It will also take time for Republicans to come to terms with why they lost the election. Putting up loony candidates who say daft things about God and rape, thereby costing the party regained control of the Senate, is a simple lesson to absorb and, now that the Tea Party element has been weakened, easier to implement. But it will be much harder to do something about the fact that there are not enough older white males to win national elections anymore, especially when all the other demographic components of the Obama victory were so thoroughly turned off by Republican rhetoric and threats.
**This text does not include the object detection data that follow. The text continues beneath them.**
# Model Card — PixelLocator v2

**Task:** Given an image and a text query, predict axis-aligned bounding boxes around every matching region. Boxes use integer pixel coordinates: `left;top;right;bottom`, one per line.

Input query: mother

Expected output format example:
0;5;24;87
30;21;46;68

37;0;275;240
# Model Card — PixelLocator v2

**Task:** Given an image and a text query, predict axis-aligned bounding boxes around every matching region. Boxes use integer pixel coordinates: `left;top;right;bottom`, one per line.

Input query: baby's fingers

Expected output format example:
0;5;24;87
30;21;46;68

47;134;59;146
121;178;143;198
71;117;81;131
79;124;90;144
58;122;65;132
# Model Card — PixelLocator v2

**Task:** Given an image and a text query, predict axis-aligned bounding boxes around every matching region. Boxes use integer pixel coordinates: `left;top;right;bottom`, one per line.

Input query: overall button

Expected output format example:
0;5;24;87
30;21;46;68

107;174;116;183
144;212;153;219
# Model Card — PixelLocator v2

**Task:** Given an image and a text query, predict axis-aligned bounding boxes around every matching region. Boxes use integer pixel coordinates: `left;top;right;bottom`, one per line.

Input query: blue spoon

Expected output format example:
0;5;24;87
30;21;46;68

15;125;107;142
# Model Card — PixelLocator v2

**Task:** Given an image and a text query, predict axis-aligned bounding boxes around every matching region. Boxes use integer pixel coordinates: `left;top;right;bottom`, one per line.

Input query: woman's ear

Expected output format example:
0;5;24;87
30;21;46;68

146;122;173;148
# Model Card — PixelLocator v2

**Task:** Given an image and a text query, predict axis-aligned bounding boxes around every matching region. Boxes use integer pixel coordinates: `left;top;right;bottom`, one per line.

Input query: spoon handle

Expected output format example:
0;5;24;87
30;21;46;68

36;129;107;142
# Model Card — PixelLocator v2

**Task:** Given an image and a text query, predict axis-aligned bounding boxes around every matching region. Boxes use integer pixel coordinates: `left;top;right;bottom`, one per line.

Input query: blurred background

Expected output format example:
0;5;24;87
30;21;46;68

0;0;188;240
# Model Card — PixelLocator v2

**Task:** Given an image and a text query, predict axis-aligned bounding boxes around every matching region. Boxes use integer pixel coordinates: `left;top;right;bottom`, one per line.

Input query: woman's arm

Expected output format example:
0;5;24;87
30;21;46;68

Mitt Romney, from his bubble of wealth and even richer donors, complained that he lost because the president showered “gifts” on his supporters, thus buying an election that his money also sought to. This showed he still believed, even in the reflection of defeat, what he told his fundraisers last spring: that 47 per cent of the country would never vote for him because they were dependent on government handouts. He may not count anymore but the same line is peddled by the polemicists of the right-wing media, like Rush Limbaugh, Bill O’Reilly and their ilk, who still matter. They talked of “free stuff” and “Barack O’Claus” and played “Feliz Navidad,” the Christmas song, on an endless loop. This group is, in effect, still in denial. This is to be expected, since they all thought they could not lose, not realising that this was no longer the 1950s, before the great Latino influx and when blacks knew their place, women worked in the home and gays were in the closet.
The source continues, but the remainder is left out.